Was nicht zur Teambildung gehört: Belohnungen für Mitglieder des organisierten digitalen Verbrechens, die die Seite wechseln. "Es gibt immer wieder Täter, die auspacken, aus verschiedenen Gründen. Aber wir zahlen keine Belohnungen dafür", stellt Lynam klar.

Apropos Geld: Den mit Abstand größten Schaden richtet in Kanada nicht Ransomware an, sondern Investitionsbetrug, wobei meistens Kryptowährungen eine Rolle spielt, kann der kanadische Betrugsbekämpfer berichten. Senioren sind eine bei Tätern besonders beliebte Zielgruppe.
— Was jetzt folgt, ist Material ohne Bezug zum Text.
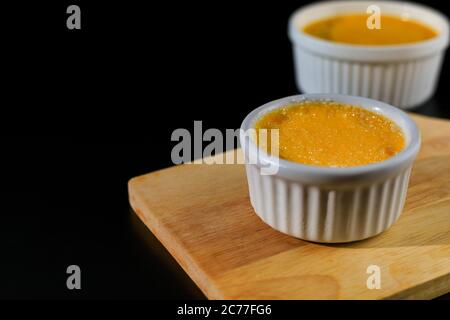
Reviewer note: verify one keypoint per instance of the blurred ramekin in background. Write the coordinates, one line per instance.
(402, 75)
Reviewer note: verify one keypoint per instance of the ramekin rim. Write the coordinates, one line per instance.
(443, 38)
(403, 157)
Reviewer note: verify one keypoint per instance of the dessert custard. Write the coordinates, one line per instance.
(325, 133)
(352, 29)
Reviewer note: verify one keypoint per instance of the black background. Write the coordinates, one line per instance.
(83, 111)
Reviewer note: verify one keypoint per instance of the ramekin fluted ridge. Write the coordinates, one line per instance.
(404, 75)
(331, 205)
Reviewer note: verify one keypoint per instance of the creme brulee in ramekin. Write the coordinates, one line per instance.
(343, 166)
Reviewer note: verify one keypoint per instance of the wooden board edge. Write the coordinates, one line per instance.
(172, 245)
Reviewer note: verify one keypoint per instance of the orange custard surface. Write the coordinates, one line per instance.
(324, 133)
(352, 29)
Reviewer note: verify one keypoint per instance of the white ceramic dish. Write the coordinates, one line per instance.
(402, 75)
(324, 204)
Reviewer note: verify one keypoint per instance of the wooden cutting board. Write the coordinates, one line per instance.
(202, 215)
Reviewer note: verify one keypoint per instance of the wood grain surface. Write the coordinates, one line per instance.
(202, 215)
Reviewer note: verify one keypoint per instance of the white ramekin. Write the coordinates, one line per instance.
(324, 204)
(402, 75)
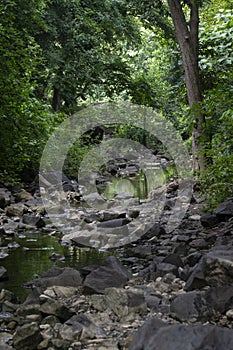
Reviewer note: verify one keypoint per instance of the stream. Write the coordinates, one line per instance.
(29, 253)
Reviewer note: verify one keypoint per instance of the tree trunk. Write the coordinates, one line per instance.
(187, 37)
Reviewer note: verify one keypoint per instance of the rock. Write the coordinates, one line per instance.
(5, 197)
(33, 220)
(214, 269)
(152, 301)
(157, 335)
(173, 259)
(225, 210)
(3, 274)
(55, 308)
(209, 220)
(220, 299)
(189, 306)
(27, 337)
(124, 302)
(17, 209)
(23, 195)
(154, 231)
(80, 327)
(164, 268)
(66, 277)
(145, 332)
(60, 292)
(111, 274)
(113, 223)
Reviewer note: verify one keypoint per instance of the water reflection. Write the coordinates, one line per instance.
(33, 257)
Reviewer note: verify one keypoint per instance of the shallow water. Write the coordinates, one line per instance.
(32, 258)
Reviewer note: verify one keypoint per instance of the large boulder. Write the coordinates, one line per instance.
(214, 269)
(189, 306)
(33, 220)
(66, 277)
(158, 335)
(27, 337)
(55, 308)
(111, 274)
(209, 220)
(225, 210)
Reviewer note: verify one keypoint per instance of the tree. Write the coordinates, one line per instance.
(185, 19)
(83, 44)
(188, 40)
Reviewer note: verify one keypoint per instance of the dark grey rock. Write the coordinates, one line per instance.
(191, 305)
(173, 259)
(157, 335)
(80, 327)
(209, 220)
(199, 243)
(27, 337)
(154, 231)
(225, 210)
(152, 301)
(214, 269)
(111, 274)
(55, 308)
(220, 298)
(33, 220)
(66, 277)
(113, 223)
(164, 268)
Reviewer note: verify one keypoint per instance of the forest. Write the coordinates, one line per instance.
(174, 56)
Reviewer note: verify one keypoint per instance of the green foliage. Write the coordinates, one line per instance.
(216, 181)
(83, 44)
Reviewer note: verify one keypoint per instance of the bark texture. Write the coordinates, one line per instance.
(187, 37)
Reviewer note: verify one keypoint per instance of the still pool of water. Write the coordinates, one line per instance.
(33, 257)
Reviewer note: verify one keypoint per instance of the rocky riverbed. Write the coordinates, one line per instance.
(167, 290)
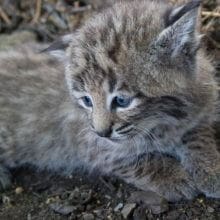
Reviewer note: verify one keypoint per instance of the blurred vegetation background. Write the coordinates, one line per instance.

Die RCMP versuche daher, Senioren anzusprechen, um sie zu warnen und Bewusstsein für aktuelle Betrugsmaschen zu schaffen. Dabei greift die Polizei, wenn möglich, auf die Hilfe freiwilliger Senioren zurück, die sogenannte Senior Support Unit. Diese, weiß Lynam, hätten einen ungleich besseren Draht zu ihren Alterskollegen, als junge, IT-affine Polizeibeamte.

"Wir haben viel Erfolg mit großen, internationalen Zugriffen", versichert Lynam. Etwa alle sechs Monate gelinge es, gemeinsam mit Partnerbehörden in anderen Ländern eine große Bande von IKT-Straftätern auszuheben.

Doch das reicht dem Polizisten nicht: "Wir müssen das monatlich tun. Dazu brauchen wir aber mehr Ressourcen". Derzeit hat das kanadische National Cybercrime Coordination Centre 80 Mitarbeiter, davon ganz bewusst die Hälfte Frauen. Hinzu kommen Studenten und temporäre Mitarbeiter aus der Privatwirtschaft, die an einem Austauschprogramm teilnehmen.

Helfen würde bessere Zusammenarbeit von Ermittlern über Grenzen hinweg. Kooperationen gibt es seit Jahren, speziell über Interpol. Kanada und andere Länder möchte die Zusammenarbeit beschleunigen. Das Europaratsübereinkommen über Computerkriminalität (Budapest Convention on Cybercrime) hat Kanada gleich zu Beginn 2001 ratifiziert, aber erst 2015 umgesetzt. Zum Vergleich: Deutschland setzte die Konvention 2009 um, Österreich und die Schweiz 2012, Liechtenstein 2016, die USA schon 2007. Irland und Südafrika, die 2001 respektive 2002 unterschrieben haben, sind bis heute säumig. Indien, Russland und Brasilien etwa beteiligen sich gar nicht.

Gegenwärtig sind Zusatzprotokolle zum Budapester Übereinkommen in Arbeit, wobei sich Lynam speziell von dem geplanten grenzüberschreitenden Quick Freeze Erfolge bei der Bekämpfung und Aufklärung von Straftaten erfolgt. In Zukunft sollen teilnehmende Polizeibehörden Netz- und Serverbetreiber in anderen teilnehmenden Ländern im Anlassfall rasch dazu verpflichten können, Daten zu sichern. Das verschafft den Ermittlern dann die notwendige Zeit, um über das internationale Rechtshilfeverfahren Zugriff auf diese Daten zu erhalten. Derzeit sind Daten nämlich oft nicht mehr vorhanden, wenn der Rechtsweg erfolgreich beschritten wurde.